New German stimulus package smaller than expected

New German stimulus package smaller than expected
Photo: DPA
Extra measures by the German government to stop Europe's biggest economy slipping into its worst post-war recession may be considerably smaller scale than expected, newspapers reported on Wednesday.

Angela Merkel’s government unveiled a package in October to boost growth but with the world entering what economists are predicting will be a painful slowdown, the chancellor has been under pressure to do more.

Her cabinet is due to discuss on January 5 additional steps, and representatives from Germany’s 16 states have until then to come up with concrete proposals on ways to use additional funds.

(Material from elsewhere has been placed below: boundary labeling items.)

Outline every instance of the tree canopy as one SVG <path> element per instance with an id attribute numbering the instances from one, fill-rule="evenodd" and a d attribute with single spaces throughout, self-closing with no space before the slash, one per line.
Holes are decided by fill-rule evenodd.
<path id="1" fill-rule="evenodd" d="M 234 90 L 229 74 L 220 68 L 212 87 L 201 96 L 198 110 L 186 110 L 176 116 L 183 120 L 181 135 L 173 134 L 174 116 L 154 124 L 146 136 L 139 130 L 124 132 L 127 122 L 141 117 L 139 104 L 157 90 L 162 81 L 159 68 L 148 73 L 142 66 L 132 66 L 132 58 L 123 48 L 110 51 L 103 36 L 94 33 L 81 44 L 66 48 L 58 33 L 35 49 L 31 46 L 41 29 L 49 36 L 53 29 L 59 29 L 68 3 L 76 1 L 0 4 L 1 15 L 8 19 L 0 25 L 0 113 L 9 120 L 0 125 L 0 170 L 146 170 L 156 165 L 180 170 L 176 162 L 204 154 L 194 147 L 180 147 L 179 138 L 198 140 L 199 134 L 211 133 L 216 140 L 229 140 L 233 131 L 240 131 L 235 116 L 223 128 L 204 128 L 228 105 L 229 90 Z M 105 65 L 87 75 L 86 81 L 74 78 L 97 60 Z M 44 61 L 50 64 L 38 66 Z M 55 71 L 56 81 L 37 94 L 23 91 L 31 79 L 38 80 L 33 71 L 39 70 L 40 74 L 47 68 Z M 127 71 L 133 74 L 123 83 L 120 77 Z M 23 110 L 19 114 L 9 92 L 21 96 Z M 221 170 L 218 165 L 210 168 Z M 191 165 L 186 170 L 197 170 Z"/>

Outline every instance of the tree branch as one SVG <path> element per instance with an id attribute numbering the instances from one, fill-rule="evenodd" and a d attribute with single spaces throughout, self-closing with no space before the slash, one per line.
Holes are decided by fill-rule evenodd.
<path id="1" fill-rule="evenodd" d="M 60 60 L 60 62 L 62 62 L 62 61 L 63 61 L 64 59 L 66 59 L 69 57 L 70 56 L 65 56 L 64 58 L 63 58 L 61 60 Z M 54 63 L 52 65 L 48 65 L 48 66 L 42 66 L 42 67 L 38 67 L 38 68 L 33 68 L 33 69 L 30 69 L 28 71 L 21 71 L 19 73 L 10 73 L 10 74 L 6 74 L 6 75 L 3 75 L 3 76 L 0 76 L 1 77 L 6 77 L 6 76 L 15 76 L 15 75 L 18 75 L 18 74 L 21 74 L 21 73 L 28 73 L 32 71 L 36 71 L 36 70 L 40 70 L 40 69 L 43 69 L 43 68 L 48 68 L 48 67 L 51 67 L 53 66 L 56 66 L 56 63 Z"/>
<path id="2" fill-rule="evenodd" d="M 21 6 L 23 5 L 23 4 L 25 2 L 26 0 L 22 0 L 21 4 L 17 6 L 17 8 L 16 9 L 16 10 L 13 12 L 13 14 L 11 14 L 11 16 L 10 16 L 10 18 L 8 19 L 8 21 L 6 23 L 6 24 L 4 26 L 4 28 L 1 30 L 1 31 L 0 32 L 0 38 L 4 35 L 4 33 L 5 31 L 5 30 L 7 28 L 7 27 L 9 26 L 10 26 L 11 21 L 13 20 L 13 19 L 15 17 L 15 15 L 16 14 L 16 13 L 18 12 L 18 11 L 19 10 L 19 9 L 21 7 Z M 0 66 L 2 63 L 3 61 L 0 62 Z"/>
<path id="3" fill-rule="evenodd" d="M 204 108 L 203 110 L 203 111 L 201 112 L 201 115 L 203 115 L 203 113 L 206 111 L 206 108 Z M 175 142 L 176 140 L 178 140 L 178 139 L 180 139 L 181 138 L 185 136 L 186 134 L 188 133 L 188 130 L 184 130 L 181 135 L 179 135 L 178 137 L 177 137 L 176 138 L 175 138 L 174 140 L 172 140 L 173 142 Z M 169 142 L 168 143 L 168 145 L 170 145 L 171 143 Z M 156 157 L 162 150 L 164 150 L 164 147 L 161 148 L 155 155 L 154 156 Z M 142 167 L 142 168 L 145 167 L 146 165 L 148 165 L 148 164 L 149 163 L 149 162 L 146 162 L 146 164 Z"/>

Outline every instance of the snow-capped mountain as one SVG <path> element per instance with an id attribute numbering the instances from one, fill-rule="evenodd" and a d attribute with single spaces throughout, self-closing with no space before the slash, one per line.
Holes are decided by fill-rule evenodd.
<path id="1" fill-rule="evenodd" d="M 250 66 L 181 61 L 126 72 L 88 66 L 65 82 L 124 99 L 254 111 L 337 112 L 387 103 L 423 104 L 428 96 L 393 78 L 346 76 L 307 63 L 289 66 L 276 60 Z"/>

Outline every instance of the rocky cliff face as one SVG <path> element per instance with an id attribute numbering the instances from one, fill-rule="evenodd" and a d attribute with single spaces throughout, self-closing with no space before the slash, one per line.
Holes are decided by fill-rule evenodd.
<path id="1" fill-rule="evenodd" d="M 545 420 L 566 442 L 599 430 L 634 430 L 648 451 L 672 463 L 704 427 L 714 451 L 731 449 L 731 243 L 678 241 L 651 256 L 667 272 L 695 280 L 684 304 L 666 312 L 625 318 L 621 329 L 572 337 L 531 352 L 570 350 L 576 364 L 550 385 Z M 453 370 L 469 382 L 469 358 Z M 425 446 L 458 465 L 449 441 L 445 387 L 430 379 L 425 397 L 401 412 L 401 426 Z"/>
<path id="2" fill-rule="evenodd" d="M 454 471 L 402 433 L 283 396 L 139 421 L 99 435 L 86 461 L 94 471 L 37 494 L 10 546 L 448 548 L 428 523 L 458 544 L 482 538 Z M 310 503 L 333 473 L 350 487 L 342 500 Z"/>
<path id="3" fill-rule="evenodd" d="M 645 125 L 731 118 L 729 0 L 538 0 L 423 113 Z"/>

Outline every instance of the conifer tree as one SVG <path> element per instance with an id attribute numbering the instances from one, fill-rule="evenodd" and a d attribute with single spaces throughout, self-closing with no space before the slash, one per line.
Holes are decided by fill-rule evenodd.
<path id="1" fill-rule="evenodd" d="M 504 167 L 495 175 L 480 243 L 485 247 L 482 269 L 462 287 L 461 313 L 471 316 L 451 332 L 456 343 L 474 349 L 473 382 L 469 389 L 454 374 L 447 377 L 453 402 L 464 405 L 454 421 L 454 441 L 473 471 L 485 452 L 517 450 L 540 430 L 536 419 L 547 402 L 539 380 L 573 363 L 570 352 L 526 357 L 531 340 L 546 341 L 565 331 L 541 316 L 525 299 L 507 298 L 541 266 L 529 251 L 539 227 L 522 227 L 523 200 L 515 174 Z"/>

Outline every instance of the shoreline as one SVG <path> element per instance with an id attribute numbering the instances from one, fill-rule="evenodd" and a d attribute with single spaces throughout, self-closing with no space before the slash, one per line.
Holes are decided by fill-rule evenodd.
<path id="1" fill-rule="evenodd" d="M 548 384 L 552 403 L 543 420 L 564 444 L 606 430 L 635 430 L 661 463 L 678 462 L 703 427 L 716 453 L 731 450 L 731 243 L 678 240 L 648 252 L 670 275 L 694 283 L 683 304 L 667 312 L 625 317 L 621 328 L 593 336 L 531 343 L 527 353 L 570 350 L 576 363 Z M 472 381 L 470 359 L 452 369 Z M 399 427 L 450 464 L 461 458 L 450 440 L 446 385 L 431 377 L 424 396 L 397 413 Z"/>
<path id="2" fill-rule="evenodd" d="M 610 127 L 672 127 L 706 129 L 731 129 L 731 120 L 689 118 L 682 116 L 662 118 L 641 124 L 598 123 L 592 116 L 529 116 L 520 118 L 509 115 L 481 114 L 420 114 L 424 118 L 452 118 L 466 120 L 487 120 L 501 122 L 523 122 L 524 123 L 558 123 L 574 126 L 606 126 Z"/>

Press reports have indicated that the new programme could see the government pump as much as €40 billion ($55 billion) into the economy.

But the finance minister of one of the states, Ingolf Deubel from Rhineland-Palatinate, told the local newspaper Rhein-Zeitung after a meeting in Berlin on Tuesday that the the volume would be closer to €25 billion.

According to the Süddeutsche Zeitung daily on Wednesday, the government is worried that spending any more could see its budget deficit balloon so much that it would be in breach of European Union rules.

Germany is already in recession and the slowdown is expected to deal a heavy blow to its public finances because of falling tax receipts and extra government spending on unemployment benefits, the paper said.

A spokesman for the German Finance Ministry, contacted by AFP, said that “there is not yet any decision, so there are not yet any figures.” The new package is not due to be unveiled until late January.